Memory on GPUs is global as well, so I have no idea what you're talking about. There is also so-called "shared" memory (CUDA terminology, OpenCL is different) which is per block, but that's just some local scratch memory shared by a group of threads.

Accessing global memory on GPUs is extremely slow and there is a strict memory heirarchy that you have to adhere to in order to get any kind of performance. This heirarchy is what makes it a pain to program for and why you need special tools and kernels in the first place. Any problem where you need random access over a large amount of data is just not feasible on GPUs.

There is nothing nighmarish of the above

Please stop deforming what I'm saying. What is nightmarish is finding the optimal work distribution and scheduling of a heterogeneous or irregular system.
Platforms like GPUs are only fit for regular problems. Most HPC applications written using OpenMP or MPI are regular as well. Whether the MIC will be able to enable good scalability of irregular problems remains to be seen, but the first applications will definitely be regular ones.

For those kinds of problems there is n't anything in the MIC that will set the world on fire other than the easier programming model as it basically comes down to bandwidth and FLOPS. However from what I have seen in terms of architecture there are a number of areas where it should perform nicely. FYI, if you havee n't already read it:

http://newsroom.intel.com/servlet/JiveServlet/download/38-11511/Intel_Xeon_Phi_Hotchips_architecture_presentation.pdf

Comment Re:Why so little memory? (Score 1) 67

On a card with 8GB your effective memory accessible per core is 8GB, lots of problems have large data sets that can be shared over cores such as the example I gave. In fact this is a major advantage of MIC versus GPUs.

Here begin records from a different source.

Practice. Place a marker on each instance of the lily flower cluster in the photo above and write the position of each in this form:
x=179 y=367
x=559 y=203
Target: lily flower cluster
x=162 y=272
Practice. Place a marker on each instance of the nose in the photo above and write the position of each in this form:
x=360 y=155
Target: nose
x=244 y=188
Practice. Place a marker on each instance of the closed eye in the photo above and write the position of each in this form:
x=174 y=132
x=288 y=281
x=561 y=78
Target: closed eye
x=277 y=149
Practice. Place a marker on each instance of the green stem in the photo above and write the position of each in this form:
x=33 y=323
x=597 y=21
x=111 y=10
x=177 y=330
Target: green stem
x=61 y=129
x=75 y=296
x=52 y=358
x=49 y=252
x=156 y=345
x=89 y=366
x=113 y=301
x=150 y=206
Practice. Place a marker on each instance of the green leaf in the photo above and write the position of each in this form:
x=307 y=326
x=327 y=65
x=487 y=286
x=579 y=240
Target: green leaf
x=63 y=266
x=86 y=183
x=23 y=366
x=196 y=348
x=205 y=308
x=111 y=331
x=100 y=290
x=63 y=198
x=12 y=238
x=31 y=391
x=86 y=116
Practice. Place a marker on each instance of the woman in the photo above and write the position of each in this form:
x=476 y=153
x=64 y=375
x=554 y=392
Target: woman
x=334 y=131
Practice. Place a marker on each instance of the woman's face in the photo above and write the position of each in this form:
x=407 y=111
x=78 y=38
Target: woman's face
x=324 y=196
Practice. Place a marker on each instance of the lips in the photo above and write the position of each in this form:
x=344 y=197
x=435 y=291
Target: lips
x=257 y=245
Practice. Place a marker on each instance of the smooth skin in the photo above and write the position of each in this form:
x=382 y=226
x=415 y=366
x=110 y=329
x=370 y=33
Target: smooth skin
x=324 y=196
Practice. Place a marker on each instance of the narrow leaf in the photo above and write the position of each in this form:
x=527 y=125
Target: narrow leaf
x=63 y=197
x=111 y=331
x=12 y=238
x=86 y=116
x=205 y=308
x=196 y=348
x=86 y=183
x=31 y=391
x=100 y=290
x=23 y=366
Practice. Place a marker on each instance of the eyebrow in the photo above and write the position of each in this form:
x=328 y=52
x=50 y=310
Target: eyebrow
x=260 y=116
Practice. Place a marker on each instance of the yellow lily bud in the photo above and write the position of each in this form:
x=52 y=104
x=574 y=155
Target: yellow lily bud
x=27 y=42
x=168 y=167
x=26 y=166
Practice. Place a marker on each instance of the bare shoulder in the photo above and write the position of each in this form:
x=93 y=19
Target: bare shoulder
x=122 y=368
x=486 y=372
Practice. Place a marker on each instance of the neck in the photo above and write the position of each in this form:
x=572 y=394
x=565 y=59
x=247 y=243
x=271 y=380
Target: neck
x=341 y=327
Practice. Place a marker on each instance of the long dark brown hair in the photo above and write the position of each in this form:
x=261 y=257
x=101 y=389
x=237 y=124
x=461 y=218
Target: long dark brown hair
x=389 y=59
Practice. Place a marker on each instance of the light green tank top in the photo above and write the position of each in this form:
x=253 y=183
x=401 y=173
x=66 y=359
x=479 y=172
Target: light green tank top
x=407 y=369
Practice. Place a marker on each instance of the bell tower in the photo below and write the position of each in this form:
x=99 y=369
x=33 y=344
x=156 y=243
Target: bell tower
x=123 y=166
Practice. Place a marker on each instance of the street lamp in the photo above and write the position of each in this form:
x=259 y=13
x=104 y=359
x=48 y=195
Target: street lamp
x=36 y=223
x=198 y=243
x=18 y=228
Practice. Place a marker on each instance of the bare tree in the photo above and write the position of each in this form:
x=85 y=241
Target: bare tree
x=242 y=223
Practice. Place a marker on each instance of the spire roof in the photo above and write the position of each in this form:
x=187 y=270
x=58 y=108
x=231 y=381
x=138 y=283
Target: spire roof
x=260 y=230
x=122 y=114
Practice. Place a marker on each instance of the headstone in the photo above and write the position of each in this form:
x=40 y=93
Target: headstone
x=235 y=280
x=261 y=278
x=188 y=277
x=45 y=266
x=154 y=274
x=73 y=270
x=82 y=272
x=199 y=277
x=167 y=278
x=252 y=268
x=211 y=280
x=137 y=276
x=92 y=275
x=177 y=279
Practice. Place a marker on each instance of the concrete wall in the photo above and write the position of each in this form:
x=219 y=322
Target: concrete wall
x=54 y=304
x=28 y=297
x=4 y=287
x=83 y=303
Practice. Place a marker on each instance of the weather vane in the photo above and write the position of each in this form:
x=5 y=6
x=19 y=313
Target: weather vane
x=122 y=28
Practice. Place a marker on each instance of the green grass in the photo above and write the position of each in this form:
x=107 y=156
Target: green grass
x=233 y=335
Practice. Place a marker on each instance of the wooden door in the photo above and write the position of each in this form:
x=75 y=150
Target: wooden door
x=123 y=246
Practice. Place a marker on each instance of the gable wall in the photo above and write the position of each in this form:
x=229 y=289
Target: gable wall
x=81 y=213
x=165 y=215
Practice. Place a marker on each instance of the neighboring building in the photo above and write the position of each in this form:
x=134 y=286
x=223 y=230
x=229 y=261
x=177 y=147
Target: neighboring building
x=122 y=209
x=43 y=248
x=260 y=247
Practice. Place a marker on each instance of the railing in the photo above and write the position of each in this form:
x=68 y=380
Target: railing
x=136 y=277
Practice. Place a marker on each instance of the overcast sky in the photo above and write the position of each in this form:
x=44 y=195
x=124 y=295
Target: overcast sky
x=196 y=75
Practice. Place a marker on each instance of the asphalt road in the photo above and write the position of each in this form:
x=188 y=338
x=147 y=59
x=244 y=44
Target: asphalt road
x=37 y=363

There is nothing nighmarish of the above, it would appear just a shared memory area to the process.

Comment Re:Why so little memory? (Score 1) 67

According to the architecture each core does n't have it's own memory other than the L2 & L1 caches. How the memory is mapped per core is arbitary, there is nothing stopping you from having for exampe a shared data set using 4GB and using 64MB per core for a raytracer where the scene data is stored in the shared memory and each core works on part of scene. So no, you don't have to limit memory per thread to fully use the architecture properly.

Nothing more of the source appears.